Burkina Faso : 104 milliards pour l’énergie, mais des arriérés envers la Côte d’Ivoire persistent

Un plan énergétique ambitieux pour le Burkina Faso

Le gouvernement burkinabè a dévoilé un programme d’investissement de 104,175 milliards de francs CFA visant à moderniser les réseaux de transport et de distribution d’électricité, à raccorder plus de 250 000 foyers et à atteindre un taux d’électrification de 70 % d’ici 2030. Cette initiative s’inscrit dans le cadre du Pacte national de l’énergie et du plan RELANCE 2026-2030.

Sur le papier, l’annonce séduit. Mais elle soulève une interrogation cruciale : quelles ressources et quelle crédibilité financière le Burkina peut-il mobiliser pour concrétiser cette ambition ?

Des arriérés financiers qui pèsent sur la crédibilité

Au-delà du coût des nouvelles infrastructures, le pays doit faire face à des engagements financiers déjà accumulés. Selon le Fonds monétaire international, le Burkina Faso affiche 52,6 millions de dollars d’arriérés envers la Côte d’Ivoire, soit plusieurs dizaines de milliards de francs CFA. Le FMI qualifie ces sommes d’arriérés extérieurs hérités, sans les limiter aux seules importations d’électricité.

Cette précision est essentielle. Elle ne résout pas pour autant la question de fond : un État qui ambitionne de renforcer sa souveraineté énergétique doit aussi honorer ses obligations financières envers ses partenaires.

La Côte d’Ivoire, acteur clé du marché régional

La Côte d’Ivoire joue depuis longtemps un rôle central dans les échanges électriques en Afrique de l’Ouest. Les documents de la Banque africaine de développement signalent des arriérés de paiement des pays importateurs d’électricité, qui affectent l’équilibre financier du secteur ivoirien.

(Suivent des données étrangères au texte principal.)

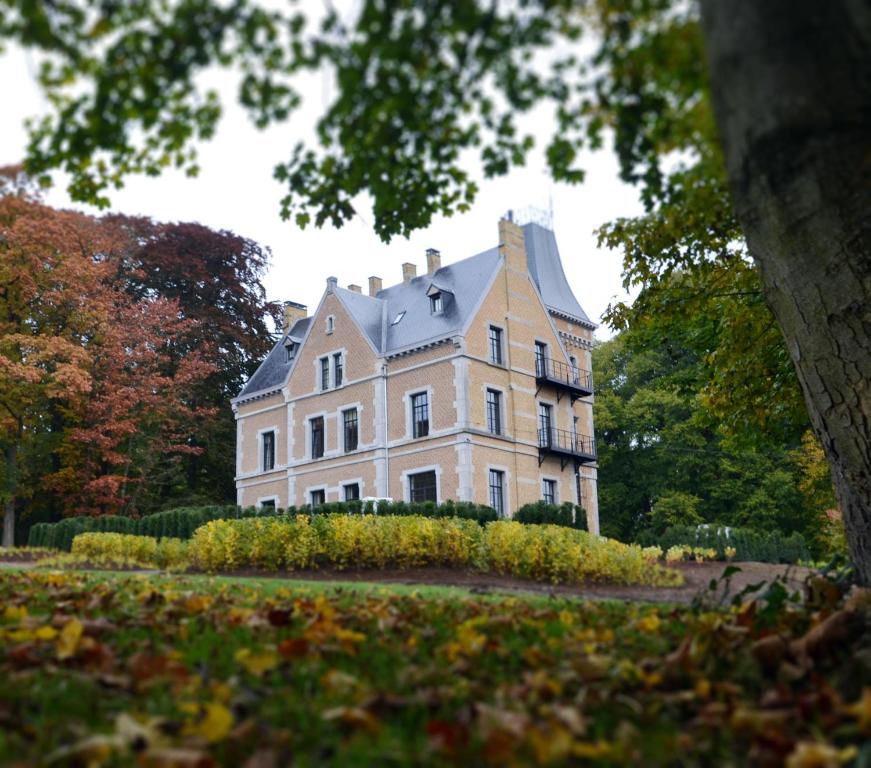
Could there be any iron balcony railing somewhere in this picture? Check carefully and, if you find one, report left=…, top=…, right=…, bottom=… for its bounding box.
left=538, top=427, right=596, bottom=461
left=535, top=357, right=593, bottom=397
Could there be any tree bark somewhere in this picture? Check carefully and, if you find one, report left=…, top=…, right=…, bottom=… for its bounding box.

En 2023, les créances à l’export de CI-ENERGIES ont atteint 130,021 milliards de francs CFA, dont 106,288 milliards liés au Mali.

Dans ce contexte régional tendu, la question n’est plus celle de l’effet d’annonce, mais celle de la discipline financière.

Entre promesses et réalité économique

Annoncer plus de 104 milliards pour électrifier davantage le pays peut être légitime, voire nécessaire. Mais la souveraineté énergétique ne se décrète pas dans les discours. Elle se construit avec des centrales, des réseaux, des investissements, des fournisseurs payés et des comptes capables de soutenir la politique annoncée.

C’est là que le discours officiel mérite d’être confronté à la réalité économique. Le Burkina Faso présente désormais la réduction de sa dépendance énergétique comme une priorité stratégique. Son Pacte national de l’énergie prévoit justement d’améliorer la viabilité financière du secteur et de mobiliser massivement les investissements.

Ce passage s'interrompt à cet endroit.